TomTom WORK calls on the telematics industry to clean up its act
‘Being a veteran of 15 years in the commercial telematics space, I am frequently asked why this industry hasn't achieved general acceptance or market penetration greater than 50% of the CV market. Moreover, why hasn't the dramatic decline in the costs of technology in recent years (wireless data, processors, memory, LCDs, maps, etc) fuelled the adoption levels predicted? It is my belief that in general most vendors are failing to capture the real value of their offerings and are not building sustainable business models for the long run.
‘It is well known that both in Europe and North America, penetration rates among the LCV population are on average less than 10% in most market segments. Although growth rates began to improve pre-recession, the current economic climate has created more havoc by stalling growth for most vendors resulting in decreased investment, companies opting to sell their interests and a string of bankruptcies. That's contributed to the state of the industry today being at an all-time low for most vendors and this further deteriorates confidence in buyers seeking ways to remain competitive while they are also subject to the realities of a recovering economy. If we are to gain the confidence of the market place and achieve the predicated growth levels, now is the time that we drop the bad practices of the past and come clean to build confidence and strength for the years ahead.
‘Vendors need to build sustainable business models that continually produce customer value and drive consumer confidence. At the core of this, good companies must innovate, fully sell their innovations to customers, and create strong recurring revenue based on business models that keep this engine going.
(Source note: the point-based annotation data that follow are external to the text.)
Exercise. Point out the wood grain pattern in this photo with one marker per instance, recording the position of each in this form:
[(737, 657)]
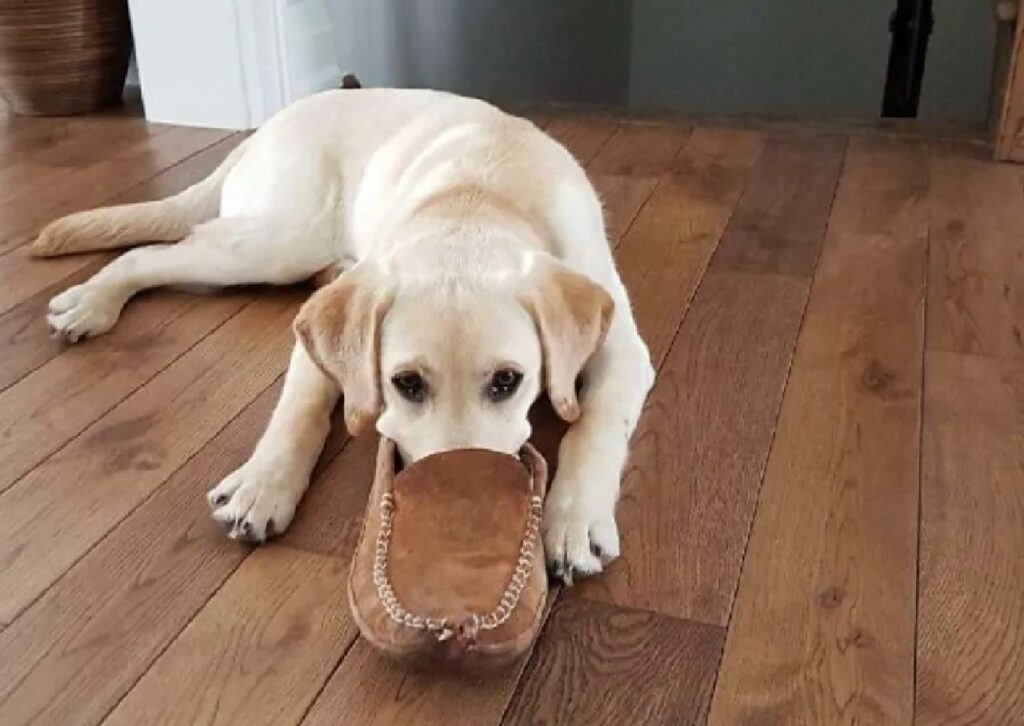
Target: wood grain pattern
[(822, 628), (103, 473), (597, 664), (133, 593), (24, 333), (666, 251), (25, 172), (976, 276), (56, 190), (258, 652), (627, 169), (23, 330), (584, 136), (695, 470), (20, 276), (52, 404), (780, 220), (971, 628), (1009, 126)]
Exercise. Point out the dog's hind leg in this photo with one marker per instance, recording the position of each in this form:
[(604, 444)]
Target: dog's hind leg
[(222, 252)]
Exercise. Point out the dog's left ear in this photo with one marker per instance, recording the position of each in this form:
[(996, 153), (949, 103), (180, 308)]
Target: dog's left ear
[(339, 326), (572, 314)]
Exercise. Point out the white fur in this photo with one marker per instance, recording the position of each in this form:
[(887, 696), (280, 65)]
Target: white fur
[(386, 176)]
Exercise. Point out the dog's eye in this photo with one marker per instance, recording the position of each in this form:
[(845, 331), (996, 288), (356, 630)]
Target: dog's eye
[(503, 384), (411, 385)]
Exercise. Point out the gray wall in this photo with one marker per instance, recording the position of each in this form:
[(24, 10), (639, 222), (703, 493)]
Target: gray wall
[(762, 56), (782, 57), (574, 51)]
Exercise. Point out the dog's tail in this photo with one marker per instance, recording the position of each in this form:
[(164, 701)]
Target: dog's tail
[(126, 225)]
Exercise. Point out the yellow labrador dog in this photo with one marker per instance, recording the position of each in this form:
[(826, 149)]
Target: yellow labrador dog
[(472, 270)]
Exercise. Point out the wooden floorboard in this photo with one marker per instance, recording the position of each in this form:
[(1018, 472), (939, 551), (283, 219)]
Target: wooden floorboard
[(583, 135), (23, 328), (628, 168), (976, 275), (665, 252), (136, 590), (698, 456), (99, 183), (771, 571), (597, 664), (259, 651), (51, 406), (971, 631), (104, 472), (823, 624)]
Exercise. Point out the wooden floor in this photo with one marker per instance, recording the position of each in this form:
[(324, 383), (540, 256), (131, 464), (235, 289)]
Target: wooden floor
[(822, 520)]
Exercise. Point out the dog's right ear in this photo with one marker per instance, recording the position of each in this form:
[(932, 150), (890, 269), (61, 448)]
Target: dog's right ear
[(339, 327)]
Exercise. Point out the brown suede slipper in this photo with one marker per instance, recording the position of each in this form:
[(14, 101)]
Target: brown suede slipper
[(450, 566)]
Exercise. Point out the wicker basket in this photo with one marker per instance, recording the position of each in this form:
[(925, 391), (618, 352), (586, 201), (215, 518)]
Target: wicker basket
[(59, 57)]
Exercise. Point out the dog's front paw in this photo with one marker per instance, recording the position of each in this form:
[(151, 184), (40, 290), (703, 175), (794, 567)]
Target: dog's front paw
[(257, 502), (580, 537), (83, 311)]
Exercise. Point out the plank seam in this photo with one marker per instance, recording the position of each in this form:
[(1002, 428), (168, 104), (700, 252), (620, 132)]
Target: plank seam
[(921, 481), (114, 403), (156, 488), (107, 200), (227, 575), (778, 412)]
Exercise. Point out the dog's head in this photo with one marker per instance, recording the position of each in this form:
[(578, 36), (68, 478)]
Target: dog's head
[(441, 364)]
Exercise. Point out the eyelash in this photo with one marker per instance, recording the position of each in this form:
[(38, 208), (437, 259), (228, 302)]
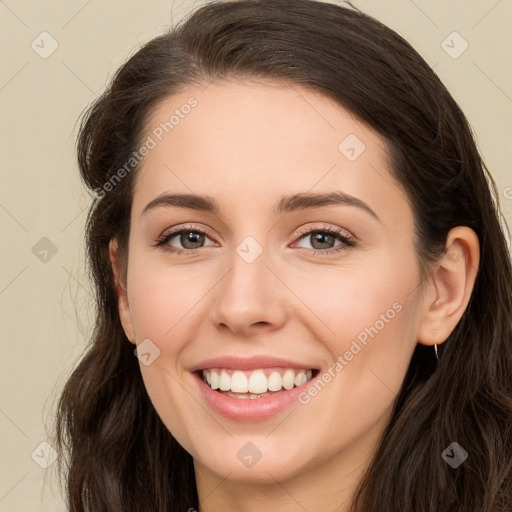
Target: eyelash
[(347, 242)]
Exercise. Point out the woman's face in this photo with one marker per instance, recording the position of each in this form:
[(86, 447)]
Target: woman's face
[(256, 292)]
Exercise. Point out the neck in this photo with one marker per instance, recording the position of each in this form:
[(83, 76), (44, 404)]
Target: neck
[(328, 486)]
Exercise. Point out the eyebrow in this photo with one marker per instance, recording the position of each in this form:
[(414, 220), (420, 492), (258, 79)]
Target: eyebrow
[(290, 203)]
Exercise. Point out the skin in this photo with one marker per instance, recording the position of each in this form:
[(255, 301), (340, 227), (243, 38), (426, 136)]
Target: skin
[(246, 144)]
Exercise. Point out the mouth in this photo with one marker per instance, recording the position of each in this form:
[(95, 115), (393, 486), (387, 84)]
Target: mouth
[(256, 383)]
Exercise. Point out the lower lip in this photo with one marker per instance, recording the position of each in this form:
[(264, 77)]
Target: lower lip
[(245, 409)]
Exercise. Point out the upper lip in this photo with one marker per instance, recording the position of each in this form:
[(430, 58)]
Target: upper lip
[(251, 363)]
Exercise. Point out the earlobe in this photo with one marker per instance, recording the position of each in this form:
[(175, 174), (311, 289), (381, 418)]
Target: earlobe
[(121, 292), (451, 286)]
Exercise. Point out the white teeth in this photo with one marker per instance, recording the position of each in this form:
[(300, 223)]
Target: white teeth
[(224, 381), (214, 380), (258, 382), (288, 379), (239, 382), (254, 384), (275, 383)]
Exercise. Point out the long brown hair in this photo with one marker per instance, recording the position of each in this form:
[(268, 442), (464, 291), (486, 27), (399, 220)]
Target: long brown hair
[(114, 451)]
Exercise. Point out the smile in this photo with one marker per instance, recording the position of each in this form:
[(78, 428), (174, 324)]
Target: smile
[(257, 383)]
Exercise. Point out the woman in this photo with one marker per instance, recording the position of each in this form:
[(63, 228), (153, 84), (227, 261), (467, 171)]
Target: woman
[(295, 234)]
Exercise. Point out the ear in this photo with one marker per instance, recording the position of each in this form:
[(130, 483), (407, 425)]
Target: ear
[(451, 286), (121, 292)]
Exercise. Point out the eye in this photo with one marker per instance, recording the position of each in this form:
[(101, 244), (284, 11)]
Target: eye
[(322, 240), (190, 240)]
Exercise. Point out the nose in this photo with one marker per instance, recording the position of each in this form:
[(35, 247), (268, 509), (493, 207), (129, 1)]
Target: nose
[(250, 297)]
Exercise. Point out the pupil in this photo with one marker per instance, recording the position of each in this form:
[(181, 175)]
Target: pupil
[(192, 237), (321, 238)]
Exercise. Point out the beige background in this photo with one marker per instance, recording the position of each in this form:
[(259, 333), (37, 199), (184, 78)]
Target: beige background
[(46, 306)]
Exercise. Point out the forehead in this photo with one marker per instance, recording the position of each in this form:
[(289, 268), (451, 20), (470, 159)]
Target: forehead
[(252, 142)]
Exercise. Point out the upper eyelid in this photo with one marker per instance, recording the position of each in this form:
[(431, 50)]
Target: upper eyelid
[(305, 230)]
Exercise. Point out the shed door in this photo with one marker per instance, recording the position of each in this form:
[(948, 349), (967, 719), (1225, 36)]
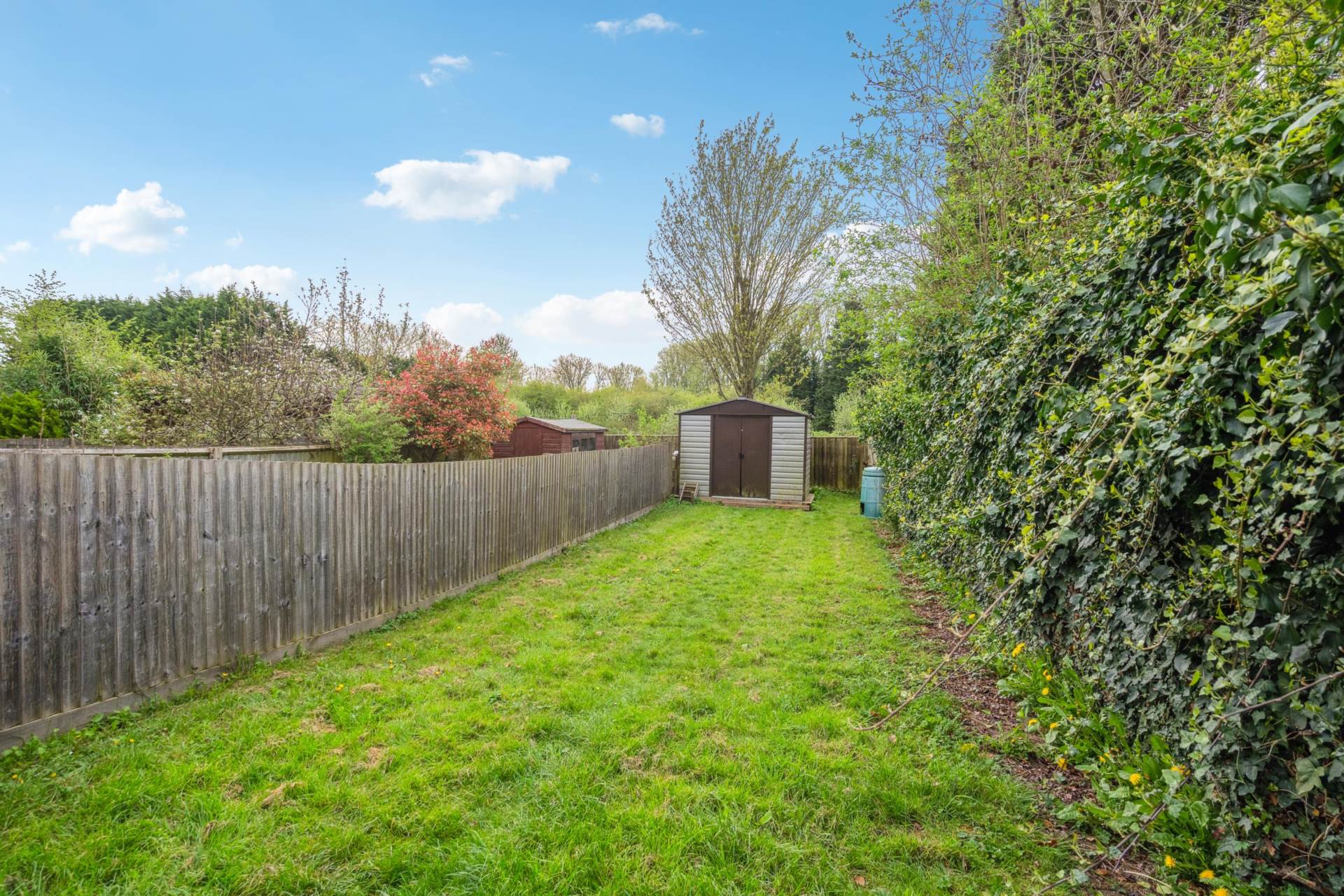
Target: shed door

Most companies have underestimated the cost of developing and supporting a high-quality telematics service platform: a telematics service platform needs highly specialised experts in hardware and firmware, web-based applications, wireless communications, network operations, and vehicle systems. The challenge to providers is to find, train, retain, and continually pay for these specialized resources given downward pricing pressure from the market.
‘Strong businesses are selling the full value of their services and are able to keep their talent. On the other hand, vulnerable companies have sacrificed their revenue potential by lowering their prices too much or have traded up-front hardware sales for 'pay-as-you-go' schemes with a negative effect on the quality of service and innovation. This is a real pity considering high-quality solutions offered by good companies have an excellent return-on-investment ratio of three to eight times costs just in their first year of use.
‘The de facto key performance indicator (KPI) of the industry is "shipped or delivered" units over the life of the company which is a very poor indicator of a vendor's actual performance. A better KPI would be the number of 'active subscriptions' or "connected vehicles" since this more accurately represents the revenue intake or financial health of the vendor. The gap between "shipped units" and "active subscribers" can easily be overstated in cases by 50% or more and hide customer dissatisfaction, unrealised return on investment, or outdated technology. In contrast, TomTom WORK is leading by good example and is clearly stating their numbers as "active subscribers".
‘Nevertheless, I remain very positive about the long-term outlook of this industry because there are few others like commercial telematics which can have such a positive impact to the environmental, sustainability, logistics and at the same time improve short-term business performance of its customers. Like all challenging situations, sooner rather than later, good companies react and markets recover and grow. I'm certain those vendors with sustainable business practices and transparency will prevail, buyers will greatly benefit, and ultimately the industry as a whole will grow.’